Bourj el-Barajneh è un esempio per capire come Hezbollah, il movimento sciita da molti in Occidente declassato alla impropria definizione di gruppo terroristico, abbia fatto breccia nell’opinione pubblica. Un soggetto politico e prima ancora economico, con una spiccata capacità di indirizzo delle coscienze, grazie a un altrettanto efficiente sistema di Welfare state. Quest’ultimo parallelo e molto più funzionale rispetto a quello del governo libanese. Si è detto spesso del Partito di Dio come di uno Stato nello Stato. Oggi, a sei anni dall’ultimo scontro con Israele, Hezbollah sta abbandonando questa accezione. L’obiettivo è far coincidere il proprio Stato con quello libanese. In parole povere, accaparrarsi a pieno titolo – e in via schiettamente democratica – del governo del Libano.
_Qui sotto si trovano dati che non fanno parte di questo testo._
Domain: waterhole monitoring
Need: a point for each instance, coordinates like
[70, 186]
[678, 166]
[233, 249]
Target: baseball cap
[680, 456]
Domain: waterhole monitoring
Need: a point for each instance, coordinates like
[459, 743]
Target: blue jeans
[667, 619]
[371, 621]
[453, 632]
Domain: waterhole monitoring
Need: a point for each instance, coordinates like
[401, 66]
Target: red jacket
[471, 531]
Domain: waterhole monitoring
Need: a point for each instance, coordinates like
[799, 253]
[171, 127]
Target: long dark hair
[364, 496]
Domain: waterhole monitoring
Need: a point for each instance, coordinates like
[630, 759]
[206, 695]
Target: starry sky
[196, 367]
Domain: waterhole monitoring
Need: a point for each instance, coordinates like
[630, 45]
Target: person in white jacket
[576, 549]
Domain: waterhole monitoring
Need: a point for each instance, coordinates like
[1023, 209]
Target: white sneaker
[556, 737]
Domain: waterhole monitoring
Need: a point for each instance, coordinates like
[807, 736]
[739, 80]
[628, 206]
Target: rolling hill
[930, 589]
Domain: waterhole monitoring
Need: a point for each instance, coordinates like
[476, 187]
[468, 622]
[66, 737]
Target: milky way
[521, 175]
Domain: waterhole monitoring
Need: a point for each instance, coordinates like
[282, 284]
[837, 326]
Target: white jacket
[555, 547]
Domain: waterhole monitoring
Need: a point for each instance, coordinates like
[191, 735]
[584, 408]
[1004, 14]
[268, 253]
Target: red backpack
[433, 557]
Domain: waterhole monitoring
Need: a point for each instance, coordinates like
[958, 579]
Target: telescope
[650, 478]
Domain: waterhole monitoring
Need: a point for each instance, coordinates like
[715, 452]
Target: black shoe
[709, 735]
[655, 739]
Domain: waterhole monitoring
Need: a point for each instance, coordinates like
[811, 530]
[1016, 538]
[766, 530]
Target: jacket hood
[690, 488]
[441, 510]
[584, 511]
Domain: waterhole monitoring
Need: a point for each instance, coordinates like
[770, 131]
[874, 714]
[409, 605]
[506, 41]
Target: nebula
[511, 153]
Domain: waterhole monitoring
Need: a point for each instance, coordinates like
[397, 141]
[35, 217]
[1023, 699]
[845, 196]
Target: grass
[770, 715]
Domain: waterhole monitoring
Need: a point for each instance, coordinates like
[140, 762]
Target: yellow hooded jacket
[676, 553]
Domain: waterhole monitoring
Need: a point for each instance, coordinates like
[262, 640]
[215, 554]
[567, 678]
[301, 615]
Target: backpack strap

Tuttavia, se prima la forza del movimento sciita risiedeva nell’efficienza operativa delle sue milizie, oggi è l’integrità finanziaria a fare da colonna vertebrale. Concretezza di progetti la cui realizzazione rispetta la scadenza. È facile, in questo modo, ottenere il consenso della popolazione. Senza tante distinzioni religiose. Dal 2006 a oggi, a Bourj el-Barajneh sono stati ricostruiti oltre 230 edifici colpiti dai raid aerei. Tutti gli appartamenti sono stati consegnati in tempo a ogni singola famiglia. Waad è un progetto avviato proprio nel 2006 e volto a rifare Bourj el-Barajneh sulla base di standard abitativi più dignitosi. Le famiglie colpite dalla guerra sono state singolarmente interpellate affinché le loro abitazioni venissero ricostruite a misura delle esigenze individuali. Si è trovata quindi una quadra del cerchio tra piano regolatore e desideri. Scuole e ospedali sono stati costruiti in parallelo a edifici privati. Qui le necessità della famiglia numerosa hanno trovato soddisfazione come quelle espresse da una coppia appena sposata e ancora senza figli. L’operazione ha richiesto un doppio, se non un terzo passaggio di progettazione. Perché comunque non era possibile raggruppare i residenti secondo categorie simili.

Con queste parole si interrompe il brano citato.